[TOC]
- Title: BLIP Bootstrapping Language Image Pre Training for Unified Vision Language Understanding and Generation 2022
- Author: Junnan Li et. al.
- Publish Year: 15 Feb 2022
- Review Date: Mon, May 22, 2023
- url: https://arxiv.org/pdf/2201.12086.pdf
Summary of paper
Motivation
- performance improvement has been largely achieved by scaling up the dataset with noisy image-text pairs collected from the web, which is a suboptimal source of supervision
Contribution
- BLIP effectively utilises the noisy web data by bootstrapping the captions, where a captioner generates synthetic captions and a filter removes the noisy ones.
Some key terms
Architecture
CapFilt
- motivation: the al-texts often do not accurately describe the visual content of the images, making them a noisy signal that is suboptimal for learning vision-language alignment
- Specifically, the captioner is an image-grounded text decoder. It is finetuned with the LM objective to decode texts given images. Given the web images Iw, the captioner generates synthetic captions Ts with one caption per image. The filter is an image-grounded text encoder.
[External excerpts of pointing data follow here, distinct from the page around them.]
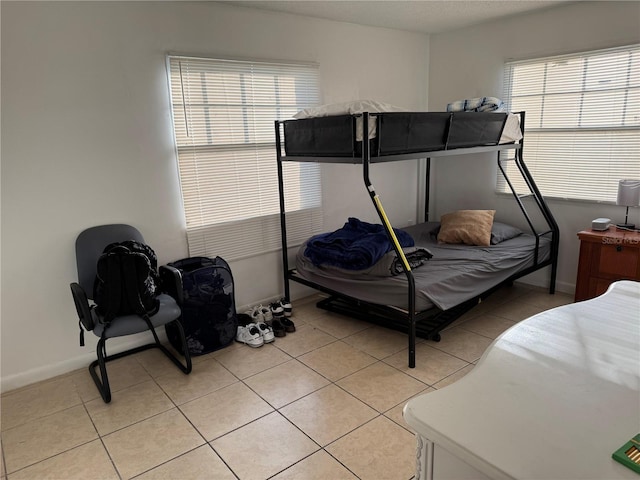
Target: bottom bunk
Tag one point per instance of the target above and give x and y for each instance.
(449, 280)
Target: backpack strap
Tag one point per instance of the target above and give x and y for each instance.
(135, 268)
(109, 270)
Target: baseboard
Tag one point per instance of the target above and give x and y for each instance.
(79, 362)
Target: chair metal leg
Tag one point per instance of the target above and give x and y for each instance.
(102, 381)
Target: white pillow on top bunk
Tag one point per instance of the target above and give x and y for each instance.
(351, 108)
(347, 108)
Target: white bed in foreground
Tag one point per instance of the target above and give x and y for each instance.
(552, 398)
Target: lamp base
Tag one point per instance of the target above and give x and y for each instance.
(626, 226)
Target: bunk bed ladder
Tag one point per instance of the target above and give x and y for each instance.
(377, 203)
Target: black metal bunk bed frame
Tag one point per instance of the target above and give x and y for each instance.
(427, 323)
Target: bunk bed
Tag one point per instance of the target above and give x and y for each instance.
(416, 300)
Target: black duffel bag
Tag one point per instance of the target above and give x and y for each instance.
(207, 301)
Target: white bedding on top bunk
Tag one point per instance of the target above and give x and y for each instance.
(511, 132)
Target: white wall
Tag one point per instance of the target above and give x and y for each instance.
(468, 63)
(87, 140)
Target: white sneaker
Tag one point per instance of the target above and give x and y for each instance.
(249, 335)
(266, 331)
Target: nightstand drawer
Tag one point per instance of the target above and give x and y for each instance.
(620, 261)
(606, 256)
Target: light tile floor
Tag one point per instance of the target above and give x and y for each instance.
(324, 402)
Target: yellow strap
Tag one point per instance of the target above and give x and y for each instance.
(393, 233)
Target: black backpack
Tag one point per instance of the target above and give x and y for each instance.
(127, 281)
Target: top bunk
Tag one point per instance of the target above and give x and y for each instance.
(397, 136)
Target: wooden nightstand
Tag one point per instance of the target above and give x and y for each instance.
(604, 258)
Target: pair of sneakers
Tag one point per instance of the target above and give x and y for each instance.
(253, 334)
(260, 314)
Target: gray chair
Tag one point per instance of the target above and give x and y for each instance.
(89, 246)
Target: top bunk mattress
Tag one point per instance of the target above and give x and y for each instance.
(396, 133)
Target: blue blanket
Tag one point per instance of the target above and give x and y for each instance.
(356, 246)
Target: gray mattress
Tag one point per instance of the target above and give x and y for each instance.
(455, 273)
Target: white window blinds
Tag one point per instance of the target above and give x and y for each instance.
(223, 114)
(582, 121)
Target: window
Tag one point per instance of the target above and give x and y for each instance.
(582, 121)
(223, 116)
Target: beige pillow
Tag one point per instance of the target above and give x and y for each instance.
(471, 227)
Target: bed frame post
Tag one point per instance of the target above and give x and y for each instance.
(283, 220)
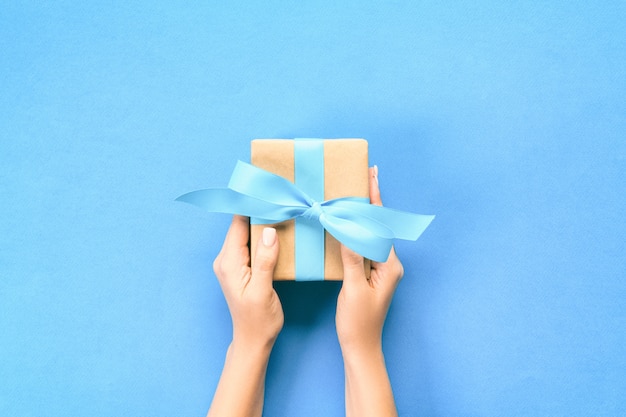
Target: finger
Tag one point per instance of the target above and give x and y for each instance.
(374, 189)
(265, 258)
(238, 234)
(353, 269)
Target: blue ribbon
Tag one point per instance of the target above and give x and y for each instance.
(267, 198)
(310, 239)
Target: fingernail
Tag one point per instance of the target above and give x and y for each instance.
(269, 236)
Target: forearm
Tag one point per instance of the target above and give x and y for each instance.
(241, 387)
(368, 389)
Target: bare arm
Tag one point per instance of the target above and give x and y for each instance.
(257, 317)
(361, 311)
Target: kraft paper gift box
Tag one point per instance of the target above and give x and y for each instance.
(343, 164)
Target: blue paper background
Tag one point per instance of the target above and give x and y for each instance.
(506, 119)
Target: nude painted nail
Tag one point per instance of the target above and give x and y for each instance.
(269, 236)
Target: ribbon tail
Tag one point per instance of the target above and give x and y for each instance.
(358, 238)
(403, 225)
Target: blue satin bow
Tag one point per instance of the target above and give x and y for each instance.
(267, 198)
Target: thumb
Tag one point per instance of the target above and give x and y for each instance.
(265, 257)
(353, 267)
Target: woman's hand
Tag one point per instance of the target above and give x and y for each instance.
(361, 311)
(254, 305)
(257, 317)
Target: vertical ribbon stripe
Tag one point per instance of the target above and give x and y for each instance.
(309, 238)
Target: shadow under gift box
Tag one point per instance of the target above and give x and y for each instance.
(345, 174)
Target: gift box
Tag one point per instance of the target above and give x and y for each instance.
(312, 191)
(325, 169)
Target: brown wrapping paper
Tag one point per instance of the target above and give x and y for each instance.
(345, 175)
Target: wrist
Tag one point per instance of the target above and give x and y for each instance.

It is finetuned with the ITC and ITM objectives to learn whether a text matches an image. The filter removes noisy texts in both the original web texts Tw and the synthetic texts Ts, where a text is considered to be noisy if the ITM head predicts it as unmatched to the image. Finally, we combine the filtered image-text pairs with the human-annotated pairs to form a new dataset, which we use to pre-train a new model.